MURPHY considers himself fortunate to have been exposed to the art (and landscape) of a non-Western culture, which invites him to see the world in a new way. It was on a visit to the Australian desert that he became acutely aware of the limitations of our single perspective.

"One of my aboriginal mates said 'Come outside' - it was late at night - 'and I'll show you the emu in the sky.' And I said, 'Great, this'll be good.' So, I'm looking up, and I'm trying to connect these white dots, and thinking: How do they make an emu? Is it small, it it large? He says, 'It's big, it's big, keep looking,' and I say, 'I can't get it.'

"He says, 'Ah, you white guys! You're looking at all the little stars connecting up; it's the black shapes in between.' I then could see this huge emu shape. My whole Western thinking was about points, objectivity, lining up things . . . and being a black guy, he's laughing even more at me."

If Murphy's audience approach his paintings "trying to connect the white dots", they are unlikely to see the emu. These are not landscapes fixed in time or season; nor are they representational.

The apparent ease of his broad brush belies careful attention to form and composition. Inspired by Matisse, his use of colour is startling: "I was lucky enough to turn up in parts of the outback where there wasn't a colour you couldn't use - because, eventually, in part of the day it was already there."

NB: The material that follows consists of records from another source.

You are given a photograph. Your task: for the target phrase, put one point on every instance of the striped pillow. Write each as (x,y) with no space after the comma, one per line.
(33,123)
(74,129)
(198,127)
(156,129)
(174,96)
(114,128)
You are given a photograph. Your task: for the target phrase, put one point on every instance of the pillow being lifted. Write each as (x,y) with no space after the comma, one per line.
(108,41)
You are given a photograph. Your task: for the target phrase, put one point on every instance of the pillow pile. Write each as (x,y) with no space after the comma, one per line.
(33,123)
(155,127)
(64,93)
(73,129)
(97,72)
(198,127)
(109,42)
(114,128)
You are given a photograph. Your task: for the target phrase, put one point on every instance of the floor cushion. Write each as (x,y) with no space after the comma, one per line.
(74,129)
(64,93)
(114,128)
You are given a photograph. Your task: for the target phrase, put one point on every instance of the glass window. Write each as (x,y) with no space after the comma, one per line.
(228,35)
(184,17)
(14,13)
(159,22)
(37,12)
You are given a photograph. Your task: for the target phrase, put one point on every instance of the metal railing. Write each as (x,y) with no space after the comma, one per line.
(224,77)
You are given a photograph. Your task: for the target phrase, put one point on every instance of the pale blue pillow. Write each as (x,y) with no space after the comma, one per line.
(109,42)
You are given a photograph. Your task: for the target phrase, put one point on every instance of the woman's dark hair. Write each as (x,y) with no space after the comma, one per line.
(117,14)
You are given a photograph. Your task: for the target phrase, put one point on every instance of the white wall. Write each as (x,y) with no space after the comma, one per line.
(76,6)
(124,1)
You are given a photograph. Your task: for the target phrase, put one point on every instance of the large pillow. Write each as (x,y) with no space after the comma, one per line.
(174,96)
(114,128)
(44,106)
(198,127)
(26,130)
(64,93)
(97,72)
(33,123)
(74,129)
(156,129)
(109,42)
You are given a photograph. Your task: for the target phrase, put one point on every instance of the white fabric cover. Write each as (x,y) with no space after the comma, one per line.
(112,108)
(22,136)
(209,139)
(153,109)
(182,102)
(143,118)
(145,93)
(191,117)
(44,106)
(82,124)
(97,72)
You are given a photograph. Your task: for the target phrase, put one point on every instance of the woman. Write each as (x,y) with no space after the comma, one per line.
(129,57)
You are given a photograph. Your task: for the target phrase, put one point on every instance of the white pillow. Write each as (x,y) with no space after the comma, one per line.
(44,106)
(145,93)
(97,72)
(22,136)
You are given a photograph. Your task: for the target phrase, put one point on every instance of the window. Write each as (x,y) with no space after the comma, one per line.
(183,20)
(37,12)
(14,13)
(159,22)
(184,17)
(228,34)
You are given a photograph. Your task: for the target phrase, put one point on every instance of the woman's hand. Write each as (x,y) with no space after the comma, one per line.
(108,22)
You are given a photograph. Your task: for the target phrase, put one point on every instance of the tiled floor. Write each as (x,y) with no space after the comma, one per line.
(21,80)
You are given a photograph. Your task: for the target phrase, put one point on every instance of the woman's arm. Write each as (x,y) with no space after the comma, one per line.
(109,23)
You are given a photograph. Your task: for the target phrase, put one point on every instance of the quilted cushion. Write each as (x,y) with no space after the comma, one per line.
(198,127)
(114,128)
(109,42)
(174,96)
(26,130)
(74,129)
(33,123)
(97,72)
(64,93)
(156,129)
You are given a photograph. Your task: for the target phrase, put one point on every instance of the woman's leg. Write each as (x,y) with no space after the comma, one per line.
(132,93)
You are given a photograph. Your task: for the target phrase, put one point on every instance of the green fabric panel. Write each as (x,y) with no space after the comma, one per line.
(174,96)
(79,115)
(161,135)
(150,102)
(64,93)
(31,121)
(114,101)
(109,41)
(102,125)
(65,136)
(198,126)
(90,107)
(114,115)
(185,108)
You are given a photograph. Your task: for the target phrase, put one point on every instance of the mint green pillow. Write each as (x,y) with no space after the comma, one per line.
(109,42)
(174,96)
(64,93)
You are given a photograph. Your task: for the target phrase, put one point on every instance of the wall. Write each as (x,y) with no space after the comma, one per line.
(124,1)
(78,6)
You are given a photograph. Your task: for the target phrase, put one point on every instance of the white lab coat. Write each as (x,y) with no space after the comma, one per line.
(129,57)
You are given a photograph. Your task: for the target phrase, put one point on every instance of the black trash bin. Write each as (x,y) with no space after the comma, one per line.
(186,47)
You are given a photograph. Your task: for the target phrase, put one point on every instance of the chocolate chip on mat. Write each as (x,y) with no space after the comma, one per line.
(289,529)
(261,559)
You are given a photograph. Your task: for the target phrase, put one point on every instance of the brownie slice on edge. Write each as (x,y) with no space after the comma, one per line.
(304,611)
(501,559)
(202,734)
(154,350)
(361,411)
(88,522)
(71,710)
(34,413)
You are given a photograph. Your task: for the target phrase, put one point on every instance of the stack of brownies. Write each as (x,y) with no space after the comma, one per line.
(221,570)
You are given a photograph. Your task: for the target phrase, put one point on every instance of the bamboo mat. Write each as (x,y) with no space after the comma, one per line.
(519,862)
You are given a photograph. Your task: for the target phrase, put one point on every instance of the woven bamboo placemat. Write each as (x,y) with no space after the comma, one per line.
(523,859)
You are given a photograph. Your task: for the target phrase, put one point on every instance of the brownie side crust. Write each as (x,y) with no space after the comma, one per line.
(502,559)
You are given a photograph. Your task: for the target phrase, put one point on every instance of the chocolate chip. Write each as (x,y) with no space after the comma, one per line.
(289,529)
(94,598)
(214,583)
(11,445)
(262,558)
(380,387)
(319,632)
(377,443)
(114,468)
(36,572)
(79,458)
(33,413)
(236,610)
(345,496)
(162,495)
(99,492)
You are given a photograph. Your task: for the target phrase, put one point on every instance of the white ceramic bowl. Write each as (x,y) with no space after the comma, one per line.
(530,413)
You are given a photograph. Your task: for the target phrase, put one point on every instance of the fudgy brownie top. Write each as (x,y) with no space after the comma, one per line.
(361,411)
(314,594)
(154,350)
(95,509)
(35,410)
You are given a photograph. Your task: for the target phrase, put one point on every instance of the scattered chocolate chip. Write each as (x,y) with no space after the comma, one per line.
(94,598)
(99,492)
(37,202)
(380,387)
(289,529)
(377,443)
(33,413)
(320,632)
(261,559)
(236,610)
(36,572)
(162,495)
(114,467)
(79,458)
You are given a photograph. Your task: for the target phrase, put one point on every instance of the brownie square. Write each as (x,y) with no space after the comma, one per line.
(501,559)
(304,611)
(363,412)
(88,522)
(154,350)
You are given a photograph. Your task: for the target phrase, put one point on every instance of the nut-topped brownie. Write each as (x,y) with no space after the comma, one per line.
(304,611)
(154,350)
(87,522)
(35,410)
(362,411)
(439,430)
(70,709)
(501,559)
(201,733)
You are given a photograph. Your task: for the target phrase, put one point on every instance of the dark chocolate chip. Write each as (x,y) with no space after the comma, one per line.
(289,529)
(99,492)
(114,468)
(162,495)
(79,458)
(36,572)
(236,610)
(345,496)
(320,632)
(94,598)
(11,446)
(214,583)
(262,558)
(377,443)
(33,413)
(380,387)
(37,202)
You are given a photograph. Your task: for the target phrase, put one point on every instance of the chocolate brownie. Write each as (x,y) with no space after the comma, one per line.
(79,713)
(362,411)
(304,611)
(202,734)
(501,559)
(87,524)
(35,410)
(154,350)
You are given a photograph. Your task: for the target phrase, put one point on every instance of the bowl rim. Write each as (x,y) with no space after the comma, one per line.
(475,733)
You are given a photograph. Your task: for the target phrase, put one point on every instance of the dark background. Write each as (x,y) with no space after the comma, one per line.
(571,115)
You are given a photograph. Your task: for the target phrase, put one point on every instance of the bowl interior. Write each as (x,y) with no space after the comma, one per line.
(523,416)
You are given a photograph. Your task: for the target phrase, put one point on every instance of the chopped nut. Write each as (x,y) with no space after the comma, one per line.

Both Martin and Murphy work with a humble sense that what they create is somehow "given". For Murphy, it is is a learned skill to notice that something has been granted to him, and to say "yes" to it. I ask Murphy whether he has a theology for this gift.

"That's a good question. I think artists have understood that, historically. But I think you get good at it; it's not something you can manufacture. Chance is a part of it, and of course the Fathers would call it serendipity. But something happens, and you've got to be ready to acknowledge it. That takes practice."

I wonder about this "something". Murphy laughs: "As a badly practising Christian, I would think this. . . George Steiner speaks of great pictures having a 'real presence'. Whatever makes communication in the world - theologically, I'd say that's God - that's something that makes the response between you, and the picture, you and the mountain, something that is outside you. My pictures are trying to convey some of that."

For Martin, the sacredness is accessible through the discipline of noticing, and committing yourself to nature - as a fellow-subject. With an oblique reference to Psalm 114, he says: "I'm interested to know what it means for mountains to skip." 

"Edgelands" runs until 25 January at Warburton Gallery, 1 India Buildings, Victoria Street, Edinburgh.